The world and characters in Shiness are one of the game’s strongest points. Our first two heroes, Chado (pronounced shadow) and Poky, a couple of anthropomorphic rodent-like friends, are a likeable comedy duo on a quest to reach the ‘Lands of Life’ with the invisible spirit Terra, who only Chado can see and hear. Then there’s Kayenne, another anthropomorphic character, and Rosalya, a run away princess. Finally there’s Askel, a mercenary with a bad attitude. So a pretty interesting crew of heroes, and there are plenty of supporting characters too, like the rebel royal sisters Kaorys and Irys, and talking skeletons galore.
There are forests and waterfalls, as well as frozen mountain ranges and a floating village, all of which are presented in colourful fashion. I took a moment very early on in the game to admire the landscape when the first area opens up, and I was very impressed. Enigami clearly had a clear idea about what they wanted to present to the player world-wise.

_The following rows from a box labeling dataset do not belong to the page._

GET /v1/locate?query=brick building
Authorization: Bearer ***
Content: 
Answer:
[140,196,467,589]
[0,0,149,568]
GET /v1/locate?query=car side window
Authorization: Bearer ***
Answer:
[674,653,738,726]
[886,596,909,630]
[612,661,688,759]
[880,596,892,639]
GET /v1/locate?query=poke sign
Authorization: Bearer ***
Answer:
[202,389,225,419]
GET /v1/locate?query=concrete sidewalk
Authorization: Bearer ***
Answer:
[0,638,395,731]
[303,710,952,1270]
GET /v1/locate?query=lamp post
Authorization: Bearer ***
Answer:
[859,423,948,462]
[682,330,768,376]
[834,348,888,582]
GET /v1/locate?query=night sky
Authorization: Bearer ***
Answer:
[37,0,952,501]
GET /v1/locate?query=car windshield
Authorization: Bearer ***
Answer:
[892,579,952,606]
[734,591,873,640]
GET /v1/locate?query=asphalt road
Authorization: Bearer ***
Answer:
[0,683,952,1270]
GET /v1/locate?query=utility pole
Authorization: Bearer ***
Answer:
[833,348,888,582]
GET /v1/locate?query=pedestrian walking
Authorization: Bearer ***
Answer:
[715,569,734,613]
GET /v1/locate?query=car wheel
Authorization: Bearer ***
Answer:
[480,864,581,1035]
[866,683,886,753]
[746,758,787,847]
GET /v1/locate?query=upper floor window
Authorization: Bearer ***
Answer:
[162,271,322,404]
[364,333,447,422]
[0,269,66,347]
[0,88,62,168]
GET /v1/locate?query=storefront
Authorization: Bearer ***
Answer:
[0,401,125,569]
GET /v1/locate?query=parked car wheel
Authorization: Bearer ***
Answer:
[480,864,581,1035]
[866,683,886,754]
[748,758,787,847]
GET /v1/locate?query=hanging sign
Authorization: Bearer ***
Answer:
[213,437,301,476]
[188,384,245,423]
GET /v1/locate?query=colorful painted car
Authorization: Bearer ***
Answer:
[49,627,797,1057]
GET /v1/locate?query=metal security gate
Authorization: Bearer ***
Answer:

So the presentation is good, but the most important aspect of an action-RPG is the gameplay, specifically battle – and thankfully this is Shiness’ best part. All battles take place bordered by a magic wall that cycles through colours like an arena. You can freely move around the battle arena, dodge, punch, kick, block, cast magic as well as a couple of other things, and in a world where seemingly everyone knows martial arts, you can expect a lot of dramatic combat. The good news is that the combat has enough depth, and the story moves with enough pace, that the fighting doesn’t get boring.
One thing that I can’t say that about are the puzzles though.
More often than not puzzles involve linking lines of coloured energy or moving heavy objects with telekinesis. The problem is these puzzles are so simple that they become more of a chore than anything else. Also, one variation is throwing large stones on to levers, but the target mechanic is poor, and only really fit as a general guide rather than a an actual representation of where the rock will land.
Perhaps there was a feeling that Shiness needed a little more variety in its gameplay. They’re not so frequent as to become frustrating, but I don’t think anyone would miss the puzzles if they weren’t there.
Another thing this I found a little disappointing was the equipment. It might seem like a strange complaint, but the equipment almost seemed like it was included just for the sake of it. Although there are plenty of characters stats and equipment to consider, I found myself ignoring it for the most part. Periodically I would scan though my inventory, see anything that sent my stats green (indicating an increase) and threw those items on my characters. The equipment just did nothing to grab my interest.
Finally we have the story. Although reading the manga will give you some background, it’s in no way essential to following what’s here. As for what is here, it’s not bad. Basically, Chado and Poky are on a quest to find a legendary land at the behest of the invisible spirit Terra, and along the way Chado and Poky get pulled into a fight between the nations of Mantara and Andorya.
The story isn’t going to win any awards, but the characters are likeable enough and the world is interesting enough that Shiness held my attention. By the end of my time with Shiness however, I was left underwhelmed by the conclusion. Without giving anything away, I can say that taken as the whole, the story feels very much unfinished, and it seems to me that Enigami was probably hoping to make a sequel at some point.
As far as length, it took roughly 16 hours to complete, but that was without finishing all the side quests.
So to wrap up, Shiness reminds me of one of those adventure games you would have played on the PS2 or PS3, and not in a bad sense. The game is ambitious, with a big world and lots of idea to go along with it. At times it might be a little too old fashioned for some people, with rudimentary puzzles, weak stealth elements and occasional graphical issues, but despite its short comings Shiness offers something that’s a not so common any more with its unique mix of arena fighting combat and imaginative adventure.
I had a lot of fun with it, so it’s a real shame that the game is only available digitally, and probably always will be, but if you’re looking for a fun adventure with very fun combat, then Shiness The Kingdom Lightning is definitely worth a look.
I give it 7.9 out of 10.
For Stage-Select, this was Ed, signing off.